Néanmoins, le choix entre les 2 examens (ponctions échoguidées ou microbiopsies échoguidées) est fonction des habitudes et de l'habileté technique de chacun, ainsi que du type de réponse (cytologie ou histologie) qu'attend le clinicien. Enfin, les indications de microbiopsie échoguidée ont encore progressé avec l'essor du ganglion sentinelle et la nécessité de diagnostic d'infiltration des lésions malignes. Par contre, sous mammographie, ces indications sont plus limitées.

Limites

Les limites des microbiopsies sont rares : exceptionnellement en présence de lésions très fibreuses et très dures, y compris en cas de lésions malignes (carcinome lobulaire infiltrant), la pénétration de l'aiguille peut être très difficile. Dans ces cas, les biopsies en bordure de lésion peuvent être informatives. De même, comme tout prélèvement guidé, certaines lésions très mobiles ou de petite taille (< 4 mm) peuvent être difficiles à explorer, surtout en l'absence de contraste suffisant. Un contrôle de la position de l'aiguille dans la lésion dans les 2 plans de l'espace limite ce risque. L'exploration des ganglions axillaires est une indication limite, la cytoponction représentant une alternative fiable et techniquement moins risquée. En plus des risques de faux négatifs en cas de prélèvement hors de la cible, les autres causes de faux négatifs sont liées au type histologique de la lésion (fibreuse) et à leur complexité histologique.

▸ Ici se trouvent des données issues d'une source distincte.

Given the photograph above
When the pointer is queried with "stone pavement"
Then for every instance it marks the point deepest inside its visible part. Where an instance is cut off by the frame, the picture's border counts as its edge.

Dans ces cas, une analyse histologique sur pièce plus importante est indispensable (chirurgie ou Mammotome®).

Existe-t-il une place pour les microbiopsies des anomalies mammographiques ?

La question se pose essentiellement pour les microcalcifications Fig. 4. Comme nous le verrons par la suite, les macrobiopsies avec aspiration représentent un examen certes plus cher, mais plus fiable et plus informatif que les microbiopsies sous stéréotaxie. Dans une série réalisée dans notre groupe, nous avons exploré 443 foyers de microcalcifications avec 139 patientes opérées. Les résultats sont Se (sensibilité) 87 %, Sp (spécificité) 95 %, VPP 98 %, VPN (valeur prédictive négative) 91 %, avec une surveillance de 12 à 48 mois. Malgré cette sélection rigoureuse des indications, nous avons rencontré comme principale limite à cette technique une VPN de 91 %, résultats insuffisants pour stopper les investigations en cas de lésions bénignes en histologie.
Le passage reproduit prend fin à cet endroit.